Un cuarto golpe y luego el siguiente, hasta perder la cuenta. La muchacha abrió rauda los ojos y se dijo, ahora convencida, que no era una jugarreta de su mente sino un tamborileo real, originado en las alturas. ¡Había alguien entre las ramas del vallenwood!

Se levantó y, con el sigilo que aprendiera a adoptar en sus aventuras bélicas, asió la bata que yacía extendida al pie de la cama, se embutió en ella —no sin confundirse de mangas y tener que repetir la operación— y abandonó el dormitorio.

Los golpes arreciaron, su ritmo fue
in crescendo
. Tika se mordió el labio, en una mezcla de resolución y temor. ¿Quién merodeaba por la casa que su esposo empezara a construirle en el árbol? Había localizado la procedencia del ruido, pero no atinaba a explicarse qué estaba sucediendo. ¿Eran quizá ladrones? Allí sólo estaban las herramientas de Caramon.

Lanzó una risotada, que se trocó en sollozo al evocar el trabajo del hombretón. Configuraban sus útiles un martillo con la cabeza desencajada, que saltaba por los aires siempre que se ponía a clavar una tachuela, una sierra tan desdentada que se asemejaba a la sonrisa de un enano gully y una garlopa que no alisaría ni la mantequilla del desayuno. Todos ellos inservibles, aunque en extremo valiosos para la mujer, quien no los había tocado desde que él partiera.

Más y más golpeteos, ahora rítmicos como si, al fin, hubieran encontrado su cadencia. La posadera cruzó la sala de estar pero, cuando tenía ya la mano en el pomo de la puerta principal, una reflexión hizo que se detuviera.

«Sería más prudente llevar un arma», se aconsejó a sí misma y, tras un corto reconocimiento, agarró un cazo de la cocina, el sucedáneo de arma más contundente que se expuso a su inspección. Sujetándolo por el mango, entreabrió la puerta y, silenciosa, salió a través de la rendija.

Los rayos solares empezaban a festonear de un halo incandescente las cumbres montañosas, que, todavía nevadas, asumían una indescriptible belleza gracias al contraste del blanco y el oro y, además, se realzaban al recortarse contra el cielo sin nubes.
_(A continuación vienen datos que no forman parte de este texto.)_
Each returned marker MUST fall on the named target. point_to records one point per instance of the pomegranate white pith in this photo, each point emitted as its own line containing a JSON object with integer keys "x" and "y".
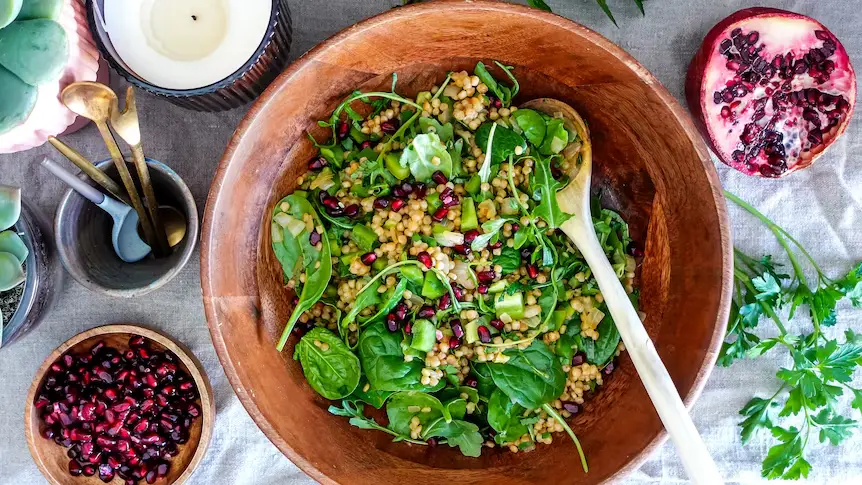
{"x": 772, "y": 90}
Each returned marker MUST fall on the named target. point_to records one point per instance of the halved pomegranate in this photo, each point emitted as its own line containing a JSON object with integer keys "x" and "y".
{"x": 771, "y": 90}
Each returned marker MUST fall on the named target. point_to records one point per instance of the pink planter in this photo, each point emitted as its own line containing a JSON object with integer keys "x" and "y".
{"x": 49, "y": 116}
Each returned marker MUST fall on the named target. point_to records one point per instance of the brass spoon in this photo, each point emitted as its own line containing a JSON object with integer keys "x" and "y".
{"x": 95, "y": 101}
{"x": 575, "y": 200}
{"x": 127, "y": 125}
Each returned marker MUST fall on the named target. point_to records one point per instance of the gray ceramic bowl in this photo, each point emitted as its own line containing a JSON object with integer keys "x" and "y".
{"x": 82, "y": 232}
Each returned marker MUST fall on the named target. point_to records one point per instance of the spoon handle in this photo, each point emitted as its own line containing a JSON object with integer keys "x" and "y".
{"x": 128, "y": 182}
{"x": 692, "y": 451}
{"x": 91, "y": 193}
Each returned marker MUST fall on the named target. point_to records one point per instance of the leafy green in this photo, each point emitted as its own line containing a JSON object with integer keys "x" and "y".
{"x": 509, "y": 259}
{"x": 458, "y": 433}
{"x": 295, "y": 253}
{"x": 822, "y": 367}
{"x": 383, "y": 362}
{"x": 505, "y": 417}
{"x": 331, "y": 369}
{"x": 531, "y": 377}
{"x": 532, "y": 124}
{"x": 421, "y": 155}
{"x": 503, "y": 144}
{"x": 403, "y": 406}
{"x": 548, "y": 209}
La hierba brillaba con el rocío cual una ristra de diminutas perlas, la atmósfera embriagaba en su prístina pureza, las hojas nuevas de los vallenwoods se mecían y alborozaban bajo la caricia del astro y, en resumen, tan espléndido se anunciaba el día que podría haber sido el primero de todas las eras, aquel en el que los dioses contemplaron, exuberantes de gozo, su creación sin mácula.

Pero Tika no estaba de humor para hacedores, paisajes verdeantes ni baños de rocío, y sentía frío bajo el contacto de sus pies desnudos. Con el cazo en el puño cerrado, oculto detrás de su espalda, se encaramó a la escala que conducía al inconcluso refugio, un nido humano, sencillo y a un tiempo ambicioso entretejido en la confluencia de dos ramas. Hizo una pausa cerca de la copa y, discreta, se asomó entre dos troncos que constituían un buen puesto de observación.

Sus sospechas se confirmaron. Allí había alguien. Apenas distinguía la figura que se agazapaba en un oscuro rincón pero le bastó con detectar su presencia para trepar por la rama, que hacía las veces de puente y, ya en el entarimado, cruzar las planchas sin provocar ni un solo crujido.

Mientras realizaba la travesía, no obstante, vibró en sus tímpanos una risita jocosa y como amortiguada que se le antojó familiar. Vaciló, pero reanudó presta la marcha, cavilando que eran figuraciones suyas.

Próxima ya al individuo que osaba allanar su futura morada, y que llevaba una capa alrededor de los hombros, Tika se hizo una idea más concreta de su apariencia. Era un humano y, a juzgar por la musculatura de sus brazos, uno de los más gigantescos que había visto nunca, con una complexión que la anchura de los omóplatos acababa de perfilar. Estaba acuclillado, de espaldas y, ajeno al escrutinio de la posadera, alzó la mano.

¡Blandía el martillo de Caramon!

«¿Cómo se atreve a manipular las cosas de mi esposo? —se encolerizó la mujer—. Corpulento o no, todos son iguales cuando caen inconscientes al suelo.»

Decidida a darle un escarmiento, elevó el cazo…

—¡Cuidado, Caramon! —gritó una vocecilla aguda.

El grandullón, frente a tan urgente aviso, se puso en pie y dio media vuelta. El recipiente culinario se estrelló contra el entarimado estrepitosamente, mientras el martillo y sus inseparables clavos corrían idéntica suerte.